As conservatives gaze into the abyss that is the NDP, they should remember that the abyss gazes back also.
What sunk Thomas Mulcair and Greg Selinger this month was an existential confusion over precisely what the heck their parties stood for.
And it isn't so much the not knowing what you stand for that appears to be the problem. If you can be OK with your left hand not knowing what your right hand is doing, you can still win big in Canadian politics.
But it's also why the similarly addled Manitoba Liberals did better than they have done in anyone's living memory, not letting a little thing like having their leader lose her seat get in the way of tripling their seat count.
By contrast the NDP took the news of their impending demise very, very seriously. Instead of joyfully proclaiming to the world that they had the courage to raise taxes (which I identified as a possible path back to power for them in the same column I referenced above) they shamefacedly accepted every charge laid by the Manitoba PCs.
Such is the fate of any political party that accepts their fate as dictated by polls and public opinion. That goes double for any conservative party thinking that a Liberal provincial or federal government will buckle as easily as the NDP is currently doing.
And it goes triple for the smug commentariat claiming that the Leap Manifesto is the NDP's death rattle. You would think, being conservatives, that they would recognize a Trump Moment when they see one.

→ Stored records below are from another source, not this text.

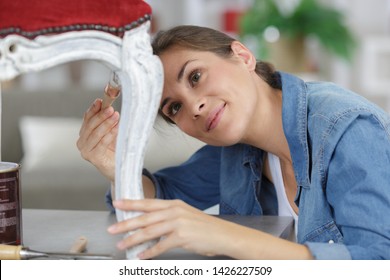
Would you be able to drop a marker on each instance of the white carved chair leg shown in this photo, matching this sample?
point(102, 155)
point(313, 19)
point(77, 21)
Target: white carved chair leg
point(141, 79)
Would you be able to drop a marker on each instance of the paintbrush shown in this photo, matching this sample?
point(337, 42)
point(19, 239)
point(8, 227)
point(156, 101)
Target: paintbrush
point(111, 91)
point(18, 252)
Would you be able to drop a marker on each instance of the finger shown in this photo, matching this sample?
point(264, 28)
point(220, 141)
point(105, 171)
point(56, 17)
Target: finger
point(146, 205)
point(142, 221)
point(142, 235)
point(163, 245)
point(97, 130)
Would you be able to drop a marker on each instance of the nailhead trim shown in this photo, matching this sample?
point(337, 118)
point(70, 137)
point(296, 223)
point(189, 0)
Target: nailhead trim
point(118, 31)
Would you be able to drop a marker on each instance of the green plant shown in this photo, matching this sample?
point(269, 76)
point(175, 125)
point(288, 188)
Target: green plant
point(309, 18)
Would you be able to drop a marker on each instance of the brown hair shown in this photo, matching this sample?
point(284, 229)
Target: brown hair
point(207, 39)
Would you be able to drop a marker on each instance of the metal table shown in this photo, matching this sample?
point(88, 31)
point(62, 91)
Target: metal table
point(56, 230)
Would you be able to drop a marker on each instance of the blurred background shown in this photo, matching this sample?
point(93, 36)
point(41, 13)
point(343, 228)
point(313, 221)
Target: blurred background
point(343, 41)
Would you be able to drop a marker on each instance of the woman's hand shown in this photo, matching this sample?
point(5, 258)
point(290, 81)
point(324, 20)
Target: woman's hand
point(98, 138)
point(182, 226)
point(179, 224)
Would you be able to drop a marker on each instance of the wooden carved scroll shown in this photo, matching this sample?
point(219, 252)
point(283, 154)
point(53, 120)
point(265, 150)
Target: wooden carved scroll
point(141, 76)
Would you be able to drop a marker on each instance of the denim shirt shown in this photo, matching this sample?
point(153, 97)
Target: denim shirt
point(340, 148)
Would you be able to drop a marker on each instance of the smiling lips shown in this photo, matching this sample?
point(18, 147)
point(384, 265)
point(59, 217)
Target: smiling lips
point(214, 117)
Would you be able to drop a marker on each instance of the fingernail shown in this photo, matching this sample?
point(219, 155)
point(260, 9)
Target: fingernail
point(112, 228)
point(121, 245)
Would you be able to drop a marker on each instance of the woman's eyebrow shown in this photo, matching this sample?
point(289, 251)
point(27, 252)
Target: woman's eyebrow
point(165, 101)
point(183, 68)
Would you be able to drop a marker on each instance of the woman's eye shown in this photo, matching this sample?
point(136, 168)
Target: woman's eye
point(174, 108)
point(195, 77)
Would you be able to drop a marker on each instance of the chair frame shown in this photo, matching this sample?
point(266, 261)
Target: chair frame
point(141, 76)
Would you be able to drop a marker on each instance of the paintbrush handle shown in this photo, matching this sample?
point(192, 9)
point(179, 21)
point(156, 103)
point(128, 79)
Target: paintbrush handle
point(10, 252)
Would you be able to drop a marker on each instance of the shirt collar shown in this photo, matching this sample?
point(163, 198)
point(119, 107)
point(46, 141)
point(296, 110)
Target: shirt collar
point(294, 116)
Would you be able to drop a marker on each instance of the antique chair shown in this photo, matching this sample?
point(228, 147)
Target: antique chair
point(36, 35)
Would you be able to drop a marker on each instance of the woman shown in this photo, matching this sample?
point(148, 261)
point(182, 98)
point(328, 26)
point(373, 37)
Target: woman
point(322, 151)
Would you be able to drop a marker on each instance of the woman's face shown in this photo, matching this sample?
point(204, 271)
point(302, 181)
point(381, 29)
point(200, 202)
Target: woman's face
point(209, 97)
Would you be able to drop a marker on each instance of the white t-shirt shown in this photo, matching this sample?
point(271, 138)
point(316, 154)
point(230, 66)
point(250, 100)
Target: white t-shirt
point(284, 206)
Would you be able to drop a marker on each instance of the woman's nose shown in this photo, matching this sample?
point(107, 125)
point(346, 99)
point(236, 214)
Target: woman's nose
point(197, 109)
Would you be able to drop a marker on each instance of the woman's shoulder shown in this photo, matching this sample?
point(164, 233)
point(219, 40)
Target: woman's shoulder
point(331, 102)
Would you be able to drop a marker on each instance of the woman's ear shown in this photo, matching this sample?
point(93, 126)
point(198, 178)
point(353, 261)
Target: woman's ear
point(244, 54)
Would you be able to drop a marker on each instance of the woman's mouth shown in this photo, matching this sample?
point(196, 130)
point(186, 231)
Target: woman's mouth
point(214, 117)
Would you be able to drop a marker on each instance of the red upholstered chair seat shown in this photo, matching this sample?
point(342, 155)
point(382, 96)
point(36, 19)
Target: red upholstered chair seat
point(31, 18)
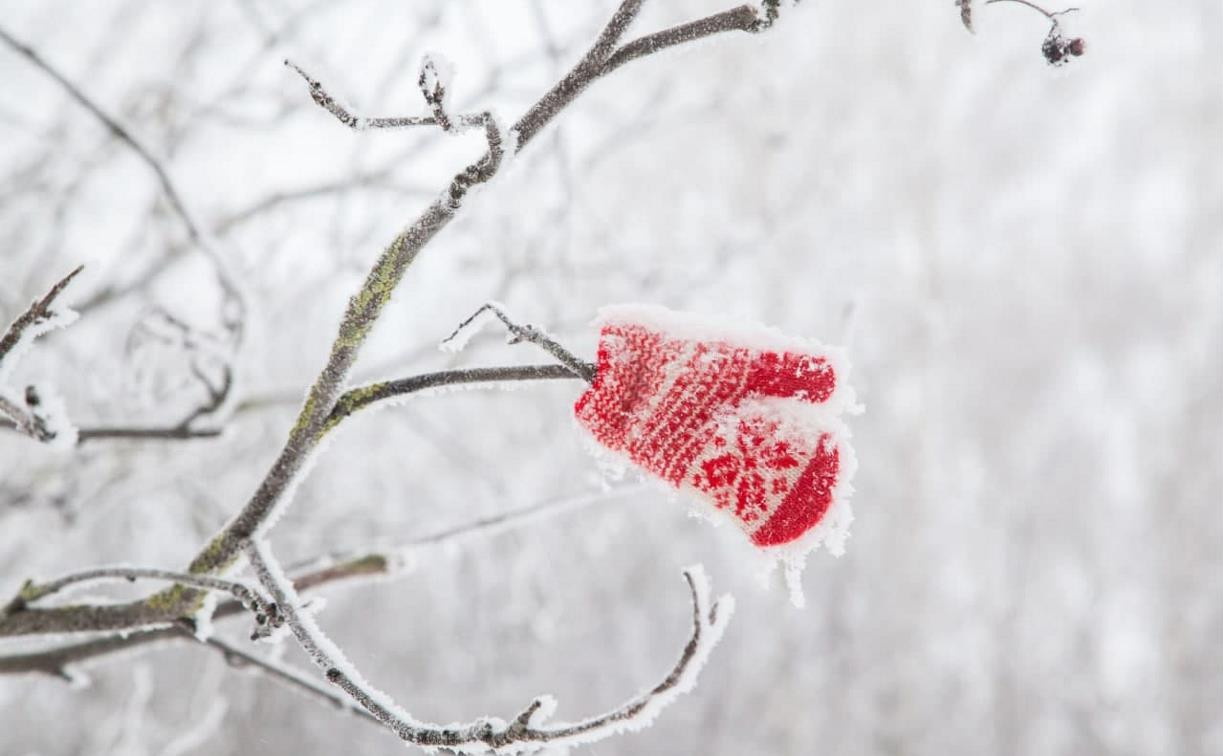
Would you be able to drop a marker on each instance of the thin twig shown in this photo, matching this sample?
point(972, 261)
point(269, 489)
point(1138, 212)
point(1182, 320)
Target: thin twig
point(530, 333)
point(708, 622)
point(39, 312)
point(365, 308)
point(235, 656)
point(33, 591)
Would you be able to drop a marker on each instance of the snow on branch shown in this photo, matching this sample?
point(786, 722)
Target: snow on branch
point(37, 411)
point(526, 732)
point(1057, 48)
point(266, 613)
point(39, 318)
point(456, 340)
point(235, 308)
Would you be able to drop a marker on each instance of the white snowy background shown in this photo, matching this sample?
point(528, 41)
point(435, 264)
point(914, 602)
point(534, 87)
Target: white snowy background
point(1024, 262)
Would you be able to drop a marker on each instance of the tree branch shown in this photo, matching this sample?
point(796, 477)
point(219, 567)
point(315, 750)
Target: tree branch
point(708, 623)
point(234, 313)
point(363, 310)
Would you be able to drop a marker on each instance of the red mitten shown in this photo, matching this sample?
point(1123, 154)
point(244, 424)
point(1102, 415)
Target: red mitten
point(745, 417)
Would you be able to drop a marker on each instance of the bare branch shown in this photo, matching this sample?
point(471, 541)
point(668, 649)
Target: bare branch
point(528, 333)
point(33, 591)
point(58, 659)
point(362, 396)
point(313, 574)
point(363, 310)
point(708, 623)
point(234, 313)
point(283, 673)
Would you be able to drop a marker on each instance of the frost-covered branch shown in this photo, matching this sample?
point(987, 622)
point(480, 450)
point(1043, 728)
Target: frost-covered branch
point(362, 396)
point(434, 87)
point(58, 661)
point(313, 574)
point(526, 730)
point(521, 333)
point(365, 308)
point(236, 656)
point(34, 411)
point(266, 613)
point(234, 310)
point(1057, 48)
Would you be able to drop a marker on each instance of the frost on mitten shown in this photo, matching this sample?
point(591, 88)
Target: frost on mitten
point(746, 418)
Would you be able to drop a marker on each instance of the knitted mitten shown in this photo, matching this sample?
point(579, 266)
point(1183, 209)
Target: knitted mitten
point(744, 418)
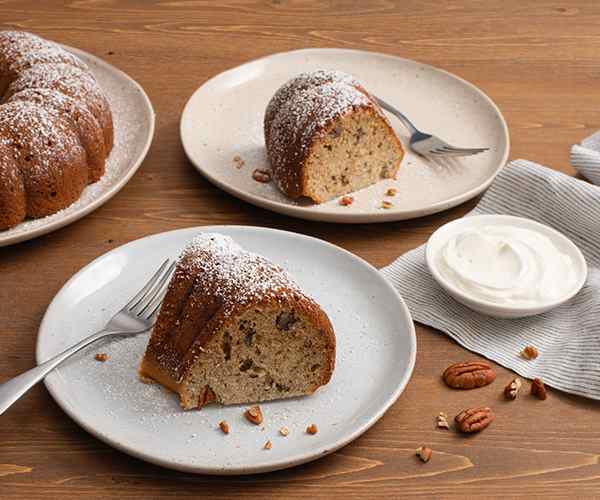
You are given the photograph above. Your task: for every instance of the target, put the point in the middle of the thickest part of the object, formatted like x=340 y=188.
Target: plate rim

Because -- as I also predicted -- that's exactly what the NDP is about to undergo. Reduced to an embattled single government in Alberta -- which I'm not counting out just yet either, by the way -- the beleaguered, visibly distraught NDP is ripe for a takeover by their most radical factions, just like the similarly bedraggled Republican Party down south.
The Leap Manifesto, for all its toxic crazy, is an authentic "Leap" of faith for the New Democrats. As others have noted, it will force the party to make a choice between blue-collar populist union rank and file and the intellectual social justice warrior elite.
Once that question is settled, there will be no more crisis of conscience plaguing the NDP.
So, enjoy the NDP's reckoning while you can, and then hope that Canada's right wing sorts itself out before the socialist tide rises again.